Le petit fantôme apprend la vie

Le petit fantôme n’en crut pas ses oreilles : sa maman venait de lui dire que, désormais, il était assez grand pour fêter Halloween avec ses cousins et cousines.
Surtout, insista-t-elle, ne te mèle pas aux squelettes, sorcières et autres morts-vivants de la pire espèce et, en aucun cas, ne va vers le cimetière car tu connaîtrais les plus terribles ennuis.
Peu rassuré mais très excité, il lui fit la promesse de rester sage et obéissant.

Vint le soir du grand jour. Il faisait déjà nuit depuis longtemps quand notre apprenti spectre quitta ses parents. Confiant, il longea les façades de sa rue puis sa robe frémit quelque peu quand il tourna le coin. Le spectacle qu’il découvrit l’émerveilla : les boutiques avaient décoré leurs étalages à son image et y avaient joint différentes citrouilles et mascottes de films d’horreur.
Très vite, il aperçut deux de ses cousins qui filaient vers le sud puis une voisine qui, comme lui, hésitait à quitter le rebord d’une fenêtre où elle avait trouvé refuge. Notre ami resta indécis quelques instants quand, soudain, apparut un groupe de joyeux fêtards qui, lanternes à la main, se dirigeaient vers l’épicerie toute proche. Il se joignit à eux et marcha d’un pas glissé, sa robe flottant au vent et ses manches un peu trop longues lui tombant sur les mains. Il avait le cœur léger et l’humeur à l’amusement.
Le petit groupe s’engouffra dans la boutique. Le commerçant fit mine d’avoir peur quand l’un des fantômes lui donna l’ordre de lui céder des bonbons ou la vie. Le petit fantôme n’y prèta que peu d’attention et suivant le mouvement, il se retrouva sur le trottoir, une forme ronde et colllante dans la paume de la main.
Trois magasins furent ainsi visités puis le petit groupe se souhaita une bonne nuit et chacun retourna chez lui.
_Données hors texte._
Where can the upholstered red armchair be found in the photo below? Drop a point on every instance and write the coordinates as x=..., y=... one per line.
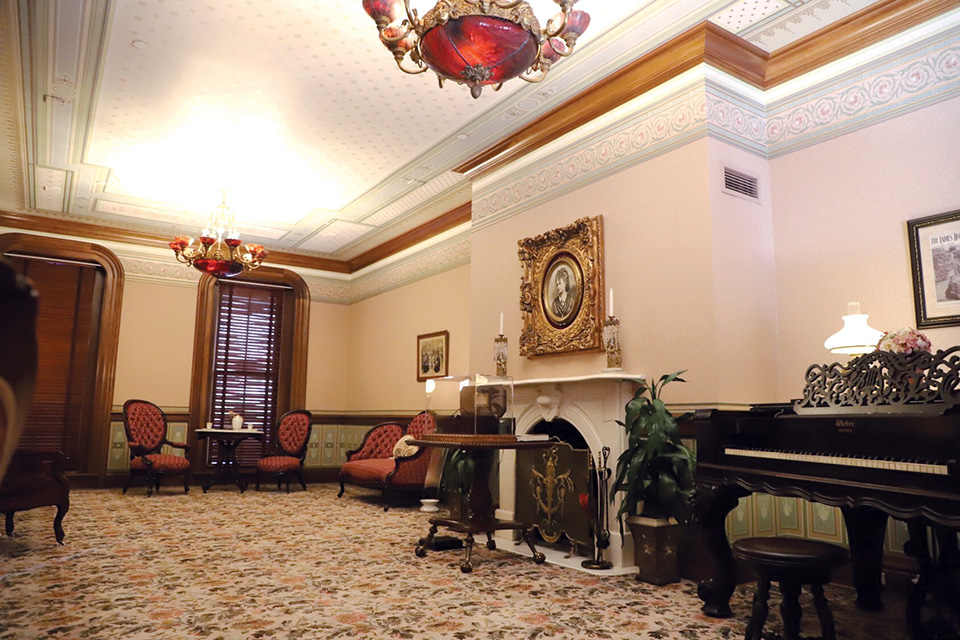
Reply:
x=146, y=427
x=375, y=465
x=290, y=444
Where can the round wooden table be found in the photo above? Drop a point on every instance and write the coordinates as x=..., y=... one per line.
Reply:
x=227, y=470
x=480, y=512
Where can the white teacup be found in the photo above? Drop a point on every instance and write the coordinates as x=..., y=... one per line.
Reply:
x=429, y=505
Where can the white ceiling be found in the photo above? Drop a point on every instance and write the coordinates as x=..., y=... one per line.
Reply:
x=145, y=109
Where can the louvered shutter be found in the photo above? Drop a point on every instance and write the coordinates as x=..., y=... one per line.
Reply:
x=246, y=361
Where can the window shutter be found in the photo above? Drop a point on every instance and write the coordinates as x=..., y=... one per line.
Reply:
x=246, y=362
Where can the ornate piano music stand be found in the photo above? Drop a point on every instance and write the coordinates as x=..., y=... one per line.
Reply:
x=878, y=438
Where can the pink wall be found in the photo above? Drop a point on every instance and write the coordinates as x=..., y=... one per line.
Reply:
x=379, y=363
x=840, y=210
x=327, y=353
x=744, y=280
x=668, y=261
x=155, y=348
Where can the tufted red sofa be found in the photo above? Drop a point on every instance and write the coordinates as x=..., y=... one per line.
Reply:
x=373, y=464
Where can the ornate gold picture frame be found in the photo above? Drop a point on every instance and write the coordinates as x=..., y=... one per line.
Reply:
x=561, y=292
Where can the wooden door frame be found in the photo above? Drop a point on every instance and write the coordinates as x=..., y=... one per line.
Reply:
x=109, y=336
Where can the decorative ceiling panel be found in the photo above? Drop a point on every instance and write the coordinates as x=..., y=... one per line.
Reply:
x=141, y=111
x=335, y=235
x=773, y=24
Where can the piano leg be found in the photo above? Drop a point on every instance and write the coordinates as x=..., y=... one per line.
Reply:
x=866, y=529
x=713, y=503
x=933, y=609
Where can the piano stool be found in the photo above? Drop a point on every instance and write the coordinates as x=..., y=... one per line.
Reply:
x=791, y=562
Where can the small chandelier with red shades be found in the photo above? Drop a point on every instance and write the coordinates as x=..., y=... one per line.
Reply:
x=220, y=252
x=477, y=42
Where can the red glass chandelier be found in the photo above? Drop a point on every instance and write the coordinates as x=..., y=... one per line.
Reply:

Notre petit fantôme regarda sa récolte : il n’avait pas bien compris le sens de ce rituel mais il s’était bien amusé et rentra satisfait auprès de sa maman.
Celle-ci l’accueillit d’un gros bisou lancé qu’il attrapa avec peine, tant il avait les mains pleines de victuailles sucrées. Il déposa sa moisson sur la table et vit sa maman partir d’un rire tonitruant dont seuls les fantômes ont le secret. Toute la maisonnée trembla, tandis que le petit fantôme resta muet d’étonnement quand sa maman lui annonça qu’un fantôme ne pouvait manger ni bonbons, ni sucreries.
Alors, sous son drap blanc légèrement défraîchi, il retint un sanglot car il aurait tant aimé être, l’espace d’un soir, un petit garçon comme les autres.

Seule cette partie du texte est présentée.